A professor in class gave the following lower bound for the factorial $$ n! \ge {\left(\frac n2\right)}^{\frac n2} $$ but I don't know how he came up with this formula. The upper bound of $n^n$ was quite easy to understand. It makes sense. Can anyone explain why the formula above is the lower bound?
Any help is appreciated.
Suppose first that $n$ is even, say $n=2m$. Then
$$n!=\underbrace{(2m)(2m-1)\ldots(m+1)}_{m\text{ factors}}m!\ge(2m)(2m-1)\ldots(m+1)>m^m=\left(\frac{n}2\right)^{n/2}\;.$$
Now suppose that $n=2m+1$. Then
$$n!=\underbrace{(2m+1)(2m)\ldots(m+1)}_{m+1\text{ factors}}m!\ge(m+1)^{m+1}>\left(\frac{n}2\right)^{n/2}\;.$$
Hint: For a positive integers $a$, we have $a(n-a)\ge \frac{n}{2}$. This is because for $0\le x\le n$, the function $x(n-x)$ is increasing up to $x=\frac{n}{2}$, and then decreasing.
Pair the numbers $a$ and $n-a$ in the factorial.

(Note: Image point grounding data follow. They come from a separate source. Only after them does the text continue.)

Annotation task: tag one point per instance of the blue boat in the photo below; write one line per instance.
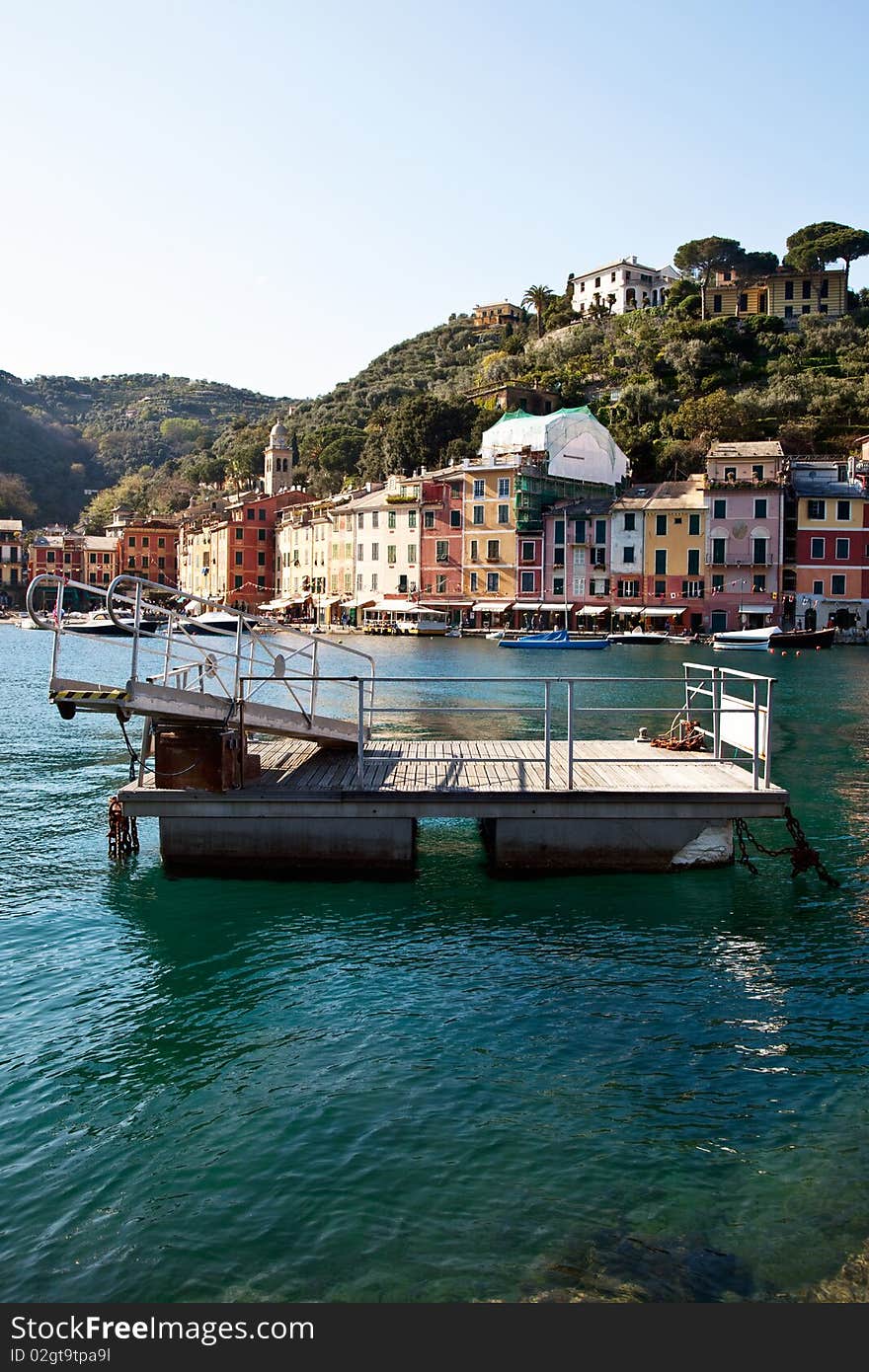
(555, 639)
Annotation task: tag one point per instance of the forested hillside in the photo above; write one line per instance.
(60, 435)
(664, 380)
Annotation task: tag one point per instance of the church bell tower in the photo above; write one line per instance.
(277, 460)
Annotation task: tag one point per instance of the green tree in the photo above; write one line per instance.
(714, 416)
(684, 296)
(703, 257)
(421, 428)
(538, 298)
(813, 247)
(15, 501)
(183, 435)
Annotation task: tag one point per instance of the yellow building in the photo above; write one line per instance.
(784, 292)
(13, 562)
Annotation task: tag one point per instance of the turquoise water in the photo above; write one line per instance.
(449, 1088)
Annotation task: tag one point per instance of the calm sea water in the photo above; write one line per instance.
(443, 1090)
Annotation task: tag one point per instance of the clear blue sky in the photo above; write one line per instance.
(271, 193)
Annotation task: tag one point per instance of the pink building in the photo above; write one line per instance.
(577, 563)
(743, 534)
(528, 579)
(440, 546)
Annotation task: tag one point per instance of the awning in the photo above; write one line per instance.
(447, 604)
(396, 607)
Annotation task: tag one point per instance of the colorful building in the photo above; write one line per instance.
(497, 316)
(147, 548)
(229, 555)
(674, 555)
(623, 285)
(628, 553)
(13, 563)
(440, 545)
(577, 579)
(830, 570)
(743, 534)
(784, 292)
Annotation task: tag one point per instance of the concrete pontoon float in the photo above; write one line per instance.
(287, 755)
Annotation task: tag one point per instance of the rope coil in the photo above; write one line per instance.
(122, 833)
(684, 735)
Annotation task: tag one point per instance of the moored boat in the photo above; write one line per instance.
(803, 639)
(751, 640)
(555, 639)
(639, 637)
(101, 622)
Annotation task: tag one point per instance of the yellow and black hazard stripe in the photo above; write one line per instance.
(81, 697)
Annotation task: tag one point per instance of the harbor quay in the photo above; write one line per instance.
(259, 756)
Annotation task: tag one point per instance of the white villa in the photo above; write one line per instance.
(632, 284)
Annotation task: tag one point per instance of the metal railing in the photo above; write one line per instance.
(731, 708)
(169, 648)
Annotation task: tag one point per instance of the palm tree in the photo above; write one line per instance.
(538, 298)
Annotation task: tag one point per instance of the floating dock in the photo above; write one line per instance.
(630, 808)
(326, 794)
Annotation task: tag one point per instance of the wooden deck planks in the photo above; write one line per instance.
(416, 766)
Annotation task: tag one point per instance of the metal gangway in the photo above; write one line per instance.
(173, 671)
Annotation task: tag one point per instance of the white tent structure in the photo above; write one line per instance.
(574, 442)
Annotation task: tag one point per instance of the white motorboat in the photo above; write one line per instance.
(756, 640)
(213, 622)
(101, 622)
(637, 637)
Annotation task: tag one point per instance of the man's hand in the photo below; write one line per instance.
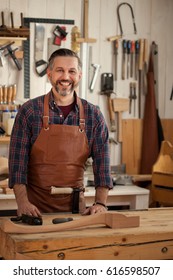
(94, 209)
(24, 206)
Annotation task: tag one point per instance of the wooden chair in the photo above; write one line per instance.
(162, 176)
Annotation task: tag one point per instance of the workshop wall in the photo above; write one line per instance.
(154, 21)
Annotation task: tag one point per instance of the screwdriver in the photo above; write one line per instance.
(116, 57)
(136, 58)
(128, 58)
(124, 45)
(132, 51)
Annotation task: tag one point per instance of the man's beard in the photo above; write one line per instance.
(64, 91)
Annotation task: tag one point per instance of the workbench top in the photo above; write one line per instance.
(153, 239)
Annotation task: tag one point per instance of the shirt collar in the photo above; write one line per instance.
(52, 102)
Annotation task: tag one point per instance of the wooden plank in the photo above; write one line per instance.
(145, 242)
(131, 146)
(113, 220)
(132, 142)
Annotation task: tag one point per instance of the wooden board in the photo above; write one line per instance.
(100, 243)
(132, 142)
(113, 220)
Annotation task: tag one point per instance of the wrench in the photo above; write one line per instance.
(96, 71)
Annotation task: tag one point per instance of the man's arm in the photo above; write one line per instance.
(24, 206)
(100, 201)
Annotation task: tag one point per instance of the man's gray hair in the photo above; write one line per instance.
(63, 52)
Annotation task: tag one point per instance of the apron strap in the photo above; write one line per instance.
(46, 113)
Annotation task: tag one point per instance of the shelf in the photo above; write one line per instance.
(17, 40)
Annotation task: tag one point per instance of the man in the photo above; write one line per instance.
(52, 138)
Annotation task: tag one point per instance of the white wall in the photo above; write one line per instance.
(153, 20)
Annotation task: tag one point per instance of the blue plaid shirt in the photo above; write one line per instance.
(28, 124)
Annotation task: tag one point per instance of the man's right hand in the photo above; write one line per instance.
(24, 206)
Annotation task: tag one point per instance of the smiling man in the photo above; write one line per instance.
(53, 136)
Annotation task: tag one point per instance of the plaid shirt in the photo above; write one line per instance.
(28, 124)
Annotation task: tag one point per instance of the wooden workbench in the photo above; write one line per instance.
(131, 195)
(153, 239)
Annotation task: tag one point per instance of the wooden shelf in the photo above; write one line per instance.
(17, 40)
(4, 139)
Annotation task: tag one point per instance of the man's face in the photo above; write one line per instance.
(64, 75)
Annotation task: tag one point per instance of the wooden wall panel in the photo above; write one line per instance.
(132, 142)
(153, 20)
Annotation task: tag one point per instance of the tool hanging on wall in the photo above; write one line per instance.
(84, 50)
(11, 53)
(12, 31)
(124, 46)
(107, 89)
(116, 44)
(40, 63)
(171, 96)
(60, 35)
(27, 22)
(75, 35)
(145, 66)
(119, 20)
(136, 58)
(120, 105)
(132, 97)
(96, 72)
(140, 82)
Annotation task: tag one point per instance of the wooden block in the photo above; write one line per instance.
(110, 219)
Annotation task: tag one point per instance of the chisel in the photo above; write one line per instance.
(145, 66)
(132, 50)
(124, 45)
(136, 59)
(128, 58)
(141, 62)
(116, 58)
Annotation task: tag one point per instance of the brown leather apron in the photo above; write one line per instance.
(57, 159)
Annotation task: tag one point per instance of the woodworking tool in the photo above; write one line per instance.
(116, 57)
(61, 220)
(140, 84)
(132, 51)
(128, 58)
(60, 35)
(124, 46)
(107, 89)
(40, 63)
(84, 52)
(171, 96)
(75, 34)
(11, 53)
(130, 98)
(28, 219)
(145, 66)
(154, 51)
(96, 71)
(27, 22)
(136, 59)
(119, 20)
(134, 97)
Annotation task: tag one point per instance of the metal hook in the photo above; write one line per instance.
(133, 18)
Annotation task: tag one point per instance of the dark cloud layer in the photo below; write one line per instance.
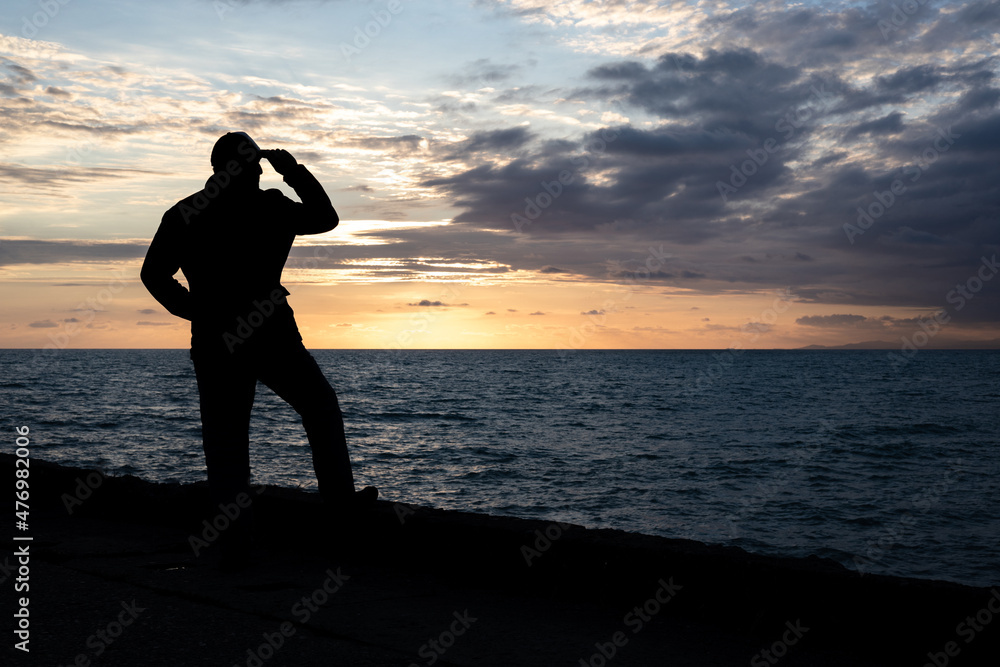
(763, 155)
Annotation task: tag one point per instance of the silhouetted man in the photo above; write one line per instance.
(231, 240)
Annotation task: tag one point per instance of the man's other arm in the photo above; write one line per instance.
(161, 263)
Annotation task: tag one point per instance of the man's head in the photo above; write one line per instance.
(235, 146)
(236, 158)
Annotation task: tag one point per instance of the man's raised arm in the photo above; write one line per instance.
(315, 214)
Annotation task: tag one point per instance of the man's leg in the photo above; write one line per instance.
(226, 391)
(292, 373)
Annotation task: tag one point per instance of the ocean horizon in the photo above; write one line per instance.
(884, 467)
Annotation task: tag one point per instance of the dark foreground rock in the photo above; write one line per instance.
(114, 580)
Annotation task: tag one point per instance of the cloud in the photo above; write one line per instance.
(436, 304)
(842, 321)
(18, 251)
(891, 124)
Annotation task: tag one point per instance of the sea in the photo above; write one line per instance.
(885, 467)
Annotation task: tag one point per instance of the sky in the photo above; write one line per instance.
(518, 173)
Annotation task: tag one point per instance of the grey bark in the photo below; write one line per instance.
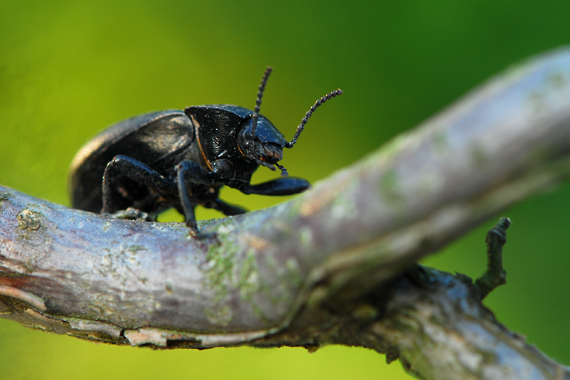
(335, 265)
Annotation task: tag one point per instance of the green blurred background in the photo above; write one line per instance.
(68, 69)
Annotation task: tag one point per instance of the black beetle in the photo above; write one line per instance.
(181, 159)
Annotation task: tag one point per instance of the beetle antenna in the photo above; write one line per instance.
(258, 101)
(301, 126)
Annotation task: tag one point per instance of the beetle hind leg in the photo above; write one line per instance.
(127, 167)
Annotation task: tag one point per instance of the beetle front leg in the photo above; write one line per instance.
(226, 208)
(279, 186)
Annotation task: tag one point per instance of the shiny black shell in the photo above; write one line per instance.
(161, 140)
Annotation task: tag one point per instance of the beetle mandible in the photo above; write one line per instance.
(181, 159)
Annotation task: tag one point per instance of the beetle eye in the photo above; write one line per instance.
(284, 172)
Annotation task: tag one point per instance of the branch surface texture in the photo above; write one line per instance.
(335, 265)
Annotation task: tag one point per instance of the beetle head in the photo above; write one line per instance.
(262, 144)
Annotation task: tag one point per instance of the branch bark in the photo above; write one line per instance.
(331, 266)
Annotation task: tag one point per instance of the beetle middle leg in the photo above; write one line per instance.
(127, 167)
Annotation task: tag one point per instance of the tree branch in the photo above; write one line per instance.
(285, 275)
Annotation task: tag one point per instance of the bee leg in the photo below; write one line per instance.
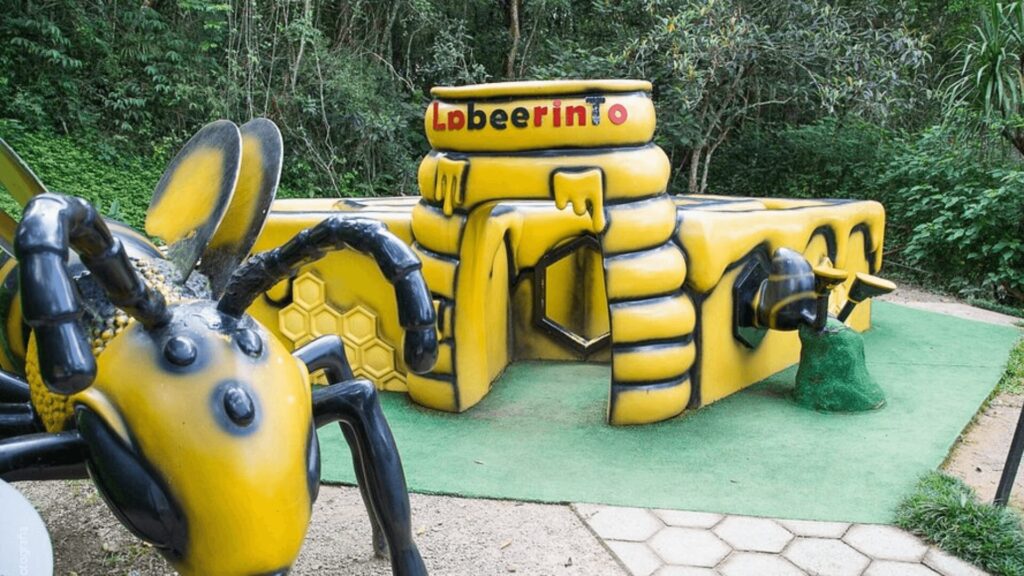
(17, 419)
(355, 406)
(13, 388)
(328, 354)
(43, 456)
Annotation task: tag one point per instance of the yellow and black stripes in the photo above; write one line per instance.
(651, 319)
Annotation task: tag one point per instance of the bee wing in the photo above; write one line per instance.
(262, 153)
(194, 193)
(16, 176)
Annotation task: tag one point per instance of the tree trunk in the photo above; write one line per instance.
(694, 169)
(514, 31)
(306, 22)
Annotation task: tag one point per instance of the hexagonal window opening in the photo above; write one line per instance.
(360, 325)
(308, 291)
(294, 322)
(325, 321)
(378, 359)
(569, 298)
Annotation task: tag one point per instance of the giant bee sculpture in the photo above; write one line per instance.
(139, 367)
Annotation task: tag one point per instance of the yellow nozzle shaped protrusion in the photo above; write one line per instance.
(864, 286)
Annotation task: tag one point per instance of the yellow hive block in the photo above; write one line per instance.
(559, 242)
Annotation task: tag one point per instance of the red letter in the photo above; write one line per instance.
(539, 112)
(617, 114)
(577, 113)
(437, 125)
(457, 120)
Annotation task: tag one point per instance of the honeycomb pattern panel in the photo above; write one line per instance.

As an alternative to the very fine methods suggested, we can use that
$$n!\ge \frac{n^n}{e^{n-1}}$$
which can easily proved by induction and then show that
$$\frac{n^n}{e^{n-1}}\ge {\left(\frac n2\right)}^{\frac n2} \iff 2n\ge e^{2-\frac2n}$$
which is true for any $n$ (indeed for $n\ge 4 \implies 2n\ge 8 \ge e^2$ and by inspection for $n=1,2, 3$).